Hacia 1939, Rafael Rubio Carrión solía sentarse todas las mañanas a la puerta de su casa del barrio de Heliópolis. Rodeado de un pequeño jardín pensaba en un mundo perdido y sus fantasmas. Ni él mismo quizás sabía por qué continuaba vivo, cuando tantos de sus amigos y compañeros habían sido asesinados por el sanguinario y grotesco General Queipo de Llano y su banda de matarifes.
Aunque aún no era viejo, casi todo le parecía muy lejano, como si sus pasos se dirigieran a la oscuridad; el barrio luminoso y alegre que ayudó a levantar en aquellos años veinte, cuando la ciudad preparaba la exposición iberoamericana, era una cárcel donde llegaba el rumor de un combate perdido, nada quedaba allí para guiarlo hacia una salida, sólo el apoyo de su esposa Lola con su familia.
Lejos quedaban los primeros centros republicanos, las asambleas, las elecciones y finalmente los interrogatorios y el juicio, todos los recorridos de aquella república vencida y ensangrentada; lejos el día que se unió a un joven Martínez Barrios para emprender junto a otros muchos el largo camino hacia un nuevo horizonte de cultura, fraternidad y libertad.
La mañana del 14 de marzo de 1941, la explosión de un polvorín en el humilde barrio del Cerro del Águila le sobresaltó hasta el terror más profundo. Apenas unos pasos más, unos días más y el adiós definitivo, faltaba la macabra sentencia del fascismo que llegaba siempre sobre los muertos.

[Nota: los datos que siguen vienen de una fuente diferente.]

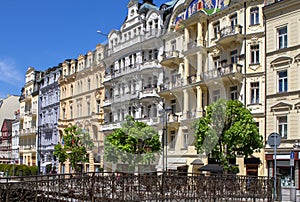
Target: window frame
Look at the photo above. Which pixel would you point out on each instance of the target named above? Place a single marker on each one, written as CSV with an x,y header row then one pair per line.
x,y
254,16
282,38
282,81
282,126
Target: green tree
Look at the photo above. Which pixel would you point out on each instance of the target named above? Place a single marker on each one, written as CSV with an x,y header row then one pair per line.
x,y
227,130
75,143
134,143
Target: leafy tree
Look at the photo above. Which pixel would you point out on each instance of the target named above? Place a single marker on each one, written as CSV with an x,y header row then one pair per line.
x,y
227,130
74,148
134,143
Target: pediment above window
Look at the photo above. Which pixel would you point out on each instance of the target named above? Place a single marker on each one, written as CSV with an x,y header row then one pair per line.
x,y
283,61
282,107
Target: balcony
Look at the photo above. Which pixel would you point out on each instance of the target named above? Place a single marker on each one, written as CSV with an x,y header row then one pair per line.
x,y
229,35
194,46
28,131
110,126
135,40
107,102
231,71
150,64
171,59
149,91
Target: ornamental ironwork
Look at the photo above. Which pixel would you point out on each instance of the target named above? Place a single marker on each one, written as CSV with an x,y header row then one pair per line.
x,y
94,187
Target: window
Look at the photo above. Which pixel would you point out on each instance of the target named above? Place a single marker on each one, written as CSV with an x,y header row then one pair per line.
x,y
216,95
173,45
233,21
254,92
217,63
233,56
282,81
172,140
88,108
71,112
173,106
255,54
282,126
216,27
233,93
185,139
89,84
254,13
282,37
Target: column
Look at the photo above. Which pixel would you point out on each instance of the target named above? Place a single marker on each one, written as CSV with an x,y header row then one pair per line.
x,y
199,66
199,102
185,103
199,34
297,174
186,70
186,38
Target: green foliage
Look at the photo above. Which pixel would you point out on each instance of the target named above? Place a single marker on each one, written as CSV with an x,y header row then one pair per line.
x,y
134,143
227,130
74,149
18,170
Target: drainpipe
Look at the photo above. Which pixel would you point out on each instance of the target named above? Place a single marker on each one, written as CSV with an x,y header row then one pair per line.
x,y
245,46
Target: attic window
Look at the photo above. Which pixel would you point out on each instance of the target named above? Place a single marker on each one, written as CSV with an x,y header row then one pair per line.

Lo recuerdas cuando ves antiguas fotografías e historias de aquellos años, la ciudad que al comienzo del pasado siglo quería cambiar y se abría hacia el sur. Una generación de mujeres y hombres que luchó de veras por un nuevo país y terminó en la fosa del olvido.
Como en un extraño diálogo de Swedenborg en las habitaciones y moradas de los ángeles, voy contándome una historia por el cementerio de San Fernando, he venido a visitar a un ilustre hijo de la ciudad que ha regresado, un desterrado y perseguido hijo de estas postrimerías sevillanas, Diego Martínez Barrios; le he dejado en el libro que el Ayuntamiento de Sevilla ha puesto para la ocasión un recuerdo de mi tío abuelo, Rafael Rubio.
Después de tanto tiempo he sido testigo del encuentro de dos viejos amigos y vuelvo al viejo epitafio de los Salmos: “Descansan junto a sus padres”. A esta hora temprana, por estas calles solitarias, los buenos días del sepulturero son realmente buenos días y no una contraseña macabra de algún enemigo de los judíos o los masones. El tiempo ha destruido las lápidas de mis difuntos, pero yo regreso con su profecía y sus sueños en esta hora del amanecer y la esperanza.
Ni los muertos estarán seguros ante el enemigo si éste vence. Y es ese enemigo que no ha cesado de vencer.